Дойдя до камина, где высились большие неприветливые часы времен Первой Империи, они остановились; здесь, в глубине комнаты, они были скрыты от посторонних глаз. Он взял ее руку, задержал на мгновение в своей, потом поднес к губам – единственное, чем он мог ответить на эти четыре слова, прозвучавшие естественно, как дыхание. Пэнси не противилась, она по-прежнему смотрела на него с чистой, доверчивой улыбкой, в которой сквозила бесконечная покорность. Он нравился ей, давно уже нравился; теперь все может сбыться! Она согласна, все это время была согласна и только ждала, чтобы он заговорил. Она способна была ждать так всю жизнь, но стоило его словам прозвучать – и Пэнси сдалась, как сдается персик, падая с дерева, когда его трясут. Розьер чувствовал, что, если притянет ее к себе, прижмет к сердцу, она безропотно ему покорится, замрет у него на груди. Правда, с его стороны было бы слишком рискованно проделать этот эксперимент в желтом salottino [149] в стиле Первой Империи. Оказывается, Пэнси знала, что он приходит ради нее, но, как истая маленькая леди, она и вида не показывала!

– Вы очень мне дороги, – проговорил он, стараясь изо всех сил убедить себя, что законы гостеприимства все же существуют.

Она секунду смотрела на свою руку, туда, где он запечатлел поцелуй.

– Вы говорите, папа знает?

– Вы же сами только что утверждали, что он знает все.

– По-моему, вы должны поскорее в этом увериться.

– Ну, теперь, когда я уверен в вас, дорогая… – шепнул он ей на ушко, после чего Пэнси устремилась в первую гостиную, всем своим видом как бы мягко давая ему понять, что дело их не терпит отлагательств.

В первую гостиную между тем пожаловала мадам Мерль, чье появление никогда не оставалось незамеченным. Как удавалось ей этого достичь, не взялся бы сказать даже самый наблюдательный человек, ибо говорила она негромко, смеялась не часто, двигалась не быстро, да и одевалась неброско, – словом, не делала видимых усилий, чтобы привлечь к себе внимание общества.

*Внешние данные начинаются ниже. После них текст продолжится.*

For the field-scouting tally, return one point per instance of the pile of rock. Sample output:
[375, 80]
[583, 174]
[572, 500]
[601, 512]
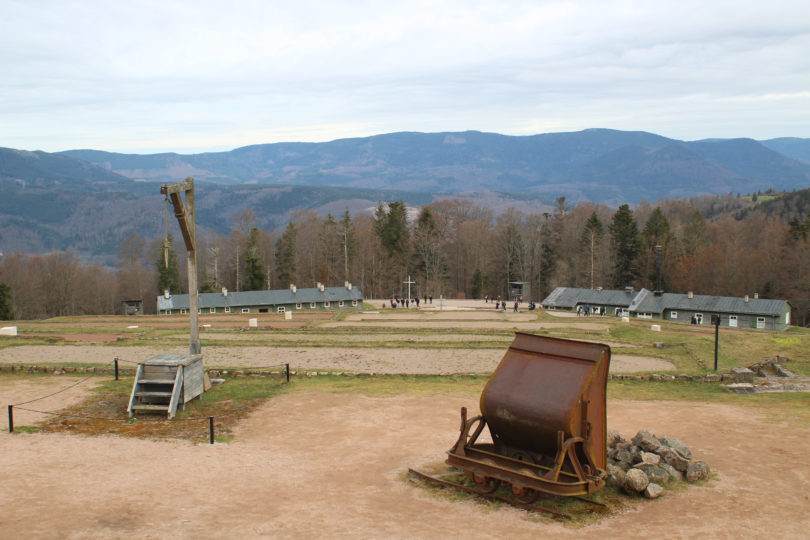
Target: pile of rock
[647, 462]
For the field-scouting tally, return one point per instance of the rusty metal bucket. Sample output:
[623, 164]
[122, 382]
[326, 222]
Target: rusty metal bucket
[546, 412]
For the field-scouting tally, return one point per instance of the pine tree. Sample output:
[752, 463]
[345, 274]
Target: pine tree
[589, 243]
[6, 312]
[625, 245]
[285, 255]
[348, 243]
[168, 274]
[254, 269]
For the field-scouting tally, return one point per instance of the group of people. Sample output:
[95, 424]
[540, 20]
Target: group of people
[587, 310]
[500, 305]
[396, 302]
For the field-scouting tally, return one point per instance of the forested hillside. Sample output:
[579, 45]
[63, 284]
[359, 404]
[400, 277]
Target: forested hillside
[596, 164]
[725, 245]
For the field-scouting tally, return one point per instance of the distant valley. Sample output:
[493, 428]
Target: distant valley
[88, 200]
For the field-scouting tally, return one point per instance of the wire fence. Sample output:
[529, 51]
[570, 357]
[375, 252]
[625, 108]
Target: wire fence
[127, 419]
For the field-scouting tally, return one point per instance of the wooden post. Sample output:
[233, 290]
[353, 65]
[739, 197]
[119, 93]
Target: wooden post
[185, 218]
[191, 263]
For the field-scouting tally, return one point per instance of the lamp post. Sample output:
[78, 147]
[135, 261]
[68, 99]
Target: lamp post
[716, 321]
[409, 282]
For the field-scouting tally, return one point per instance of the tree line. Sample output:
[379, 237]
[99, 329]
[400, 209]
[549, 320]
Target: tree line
[452, 248]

Крупная, белокурая, улыбающаяся, невозмутимая, она словно распространяла спокойствие, и люди оглядывались от того, что вдруг все стихало. На этот раз она вела себя особенно тихо. Обняв миссис Озмонд, что было весьма необычно, она опустилась на небольшой диванчик и вступила в беседу с хозяином дома. Обменявшись с ним несколькими банальными фразами, – встречаясь в обществе, эти двое проформы ради всегда платили дань банальности, – мадам Мерль, окинув взглядом гостиную, поинтересовалась, не появлялся ли в этот вечер милейший Розьер.

– Он появился с час назад, потом куда-то исчез.

– А где Пэнси?

– В соседней комнате, там еще несколько гостей.

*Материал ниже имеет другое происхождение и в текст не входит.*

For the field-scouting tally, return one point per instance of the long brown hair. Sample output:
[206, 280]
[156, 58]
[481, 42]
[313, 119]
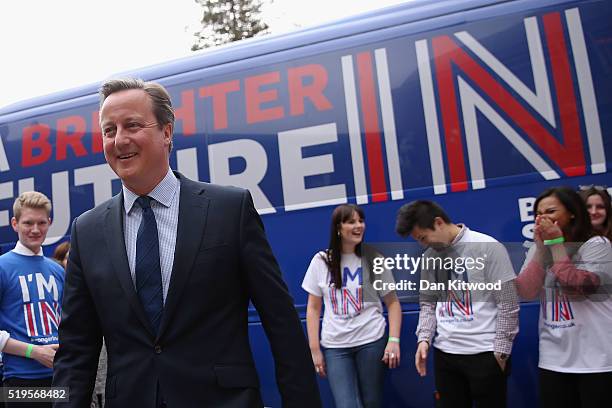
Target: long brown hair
[606, 227]
[333, 253]
[579, 228]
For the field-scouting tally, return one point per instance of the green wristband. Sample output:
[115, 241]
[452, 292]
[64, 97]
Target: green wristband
[555, 241]
[29, 351]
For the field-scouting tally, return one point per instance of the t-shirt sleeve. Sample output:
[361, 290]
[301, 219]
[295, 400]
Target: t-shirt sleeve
[499, 267]
[595, 256]
[313, 275]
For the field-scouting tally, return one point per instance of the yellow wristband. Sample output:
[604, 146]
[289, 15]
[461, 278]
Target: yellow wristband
[558, 240]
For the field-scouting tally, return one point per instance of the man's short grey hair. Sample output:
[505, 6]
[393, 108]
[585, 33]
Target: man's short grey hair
[162, 104]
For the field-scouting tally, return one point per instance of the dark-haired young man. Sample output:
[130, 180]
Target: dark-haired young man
[471, 330]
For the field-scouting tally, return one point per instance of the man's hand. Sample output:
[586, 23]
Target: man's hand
[420, 358]
[501, 359]
[45, 354]
[319, 362]
[392, 355]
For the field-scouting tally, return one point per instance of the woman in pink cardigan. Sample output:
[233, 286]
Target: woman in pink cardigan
[569, 269]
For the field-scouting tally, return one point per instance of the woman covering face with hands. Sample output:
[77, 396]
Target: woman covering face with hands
[353, 349]
[569, 269]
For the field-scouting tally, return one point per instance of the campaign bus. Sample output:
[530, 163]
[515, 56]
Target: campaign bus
[478, 105]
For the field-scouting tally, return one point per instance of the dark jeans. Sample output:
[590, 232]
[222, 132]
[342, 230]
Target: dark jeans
[23, 382]
[356, 374]
[466, 379]
[560, 390]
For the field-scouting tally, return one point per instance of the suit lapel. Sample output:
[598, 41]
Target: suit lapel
[115, 239]
[193, 210]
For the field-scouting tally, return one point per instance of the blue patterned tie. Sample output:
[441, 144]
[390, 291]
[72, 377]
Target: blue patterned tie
[148, 269]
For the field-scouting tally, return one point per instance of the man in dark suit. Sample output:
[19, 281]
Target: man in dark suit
[165, 271]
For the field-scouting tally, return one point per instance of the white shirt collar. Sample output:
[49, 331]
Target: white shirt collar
[162, 193]
[23, 250]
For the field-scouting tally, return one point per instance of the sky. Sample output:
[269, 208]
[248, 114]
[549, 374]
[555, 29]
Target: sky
[48, 46]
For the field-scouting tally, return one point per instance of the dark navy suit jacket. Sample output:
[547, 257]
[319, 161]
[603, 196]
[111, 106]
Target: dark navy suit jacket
[201, 356]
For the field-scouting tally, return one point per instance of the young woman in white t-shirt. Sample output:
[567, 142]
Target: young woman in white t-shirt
[353, 349]
[569, 268]
[599, 207]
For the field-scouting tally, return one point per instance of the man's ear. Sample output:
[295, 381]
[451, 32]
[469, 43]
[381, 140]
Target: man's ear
[438, 222]
[168, 131]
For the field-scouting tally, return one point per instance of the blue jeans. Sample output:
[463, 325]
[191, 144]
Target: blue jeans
[356, 374]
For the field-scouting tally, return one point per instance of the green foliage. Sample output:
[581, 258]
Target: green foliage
[225, 21]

– В числе которых и он, вероятно, – сказала мадам Мерль.

– Вы хотели бы его видеть? – спросил нарочито бесстрастным тоном Озмонд.

Мадам Мерль несколько секунд на него смотрела: она знала все его интонации – до последней, еле уловимой нотки.

– Да, я хотела бы сказать ему, что сообщила вам о его желании и что вы проявили к нему весьма прохладный интерес.

– Этого ему не говорите! Он попытается разогреть мой интерес, чего я вовсе не жажду. Скажите ему лучше, что я слышать не хочу о его предложении.

– Но ведь это не так.

– Какое это имеет значение. Мне оно не по вкусу. Я и сам сегодня дал ему это понять. Был с ним намеренно груб. В общем, все это так нудно. К чему спешить.

– Я скажу ему, что вам требуется время, чтобы обдумать его предложение.

– Ни коим образом! От него потом не отделаться.

– Если я отниму у него всякую надежду, результат будет тот же.

– Да, но в одном случае он будет лезть с разговорами и объяснениями, а это в высшей степени утомительно, в другом – будет помалкивать и пустится на какие-нибудь хитрости. Следовательно, меня он оставит в покое. Терпеть не могу разговаривать с ослами.

– Вы так именуете бедного Розьера?

– Он просто невыносим… с этой вечной своей майоликой.

Мадам Мерль опустила глаза; на губах ее промелькнула улыбка.

– Он джентльмен, у него благородный характер, ну и как-никак сорок тысяч франков годового дохода.

– Это нищенство – «благородное» нищенство, – перебил ее Озмонд. – Нет, не об этом я мечтал для Пэнси.

– Что ж, тем лучше. Он обещал мне не говорить с ней.

– И вы ему верите? – спросил с рассеянным видом Озмонд.

– Вполне. Кстати, Пэнси только о нем и думает, но этому вы, вероятно, не придаете никакого значения.

– Ровным счетом никакого, и я не верю, что она вообще о нем думает.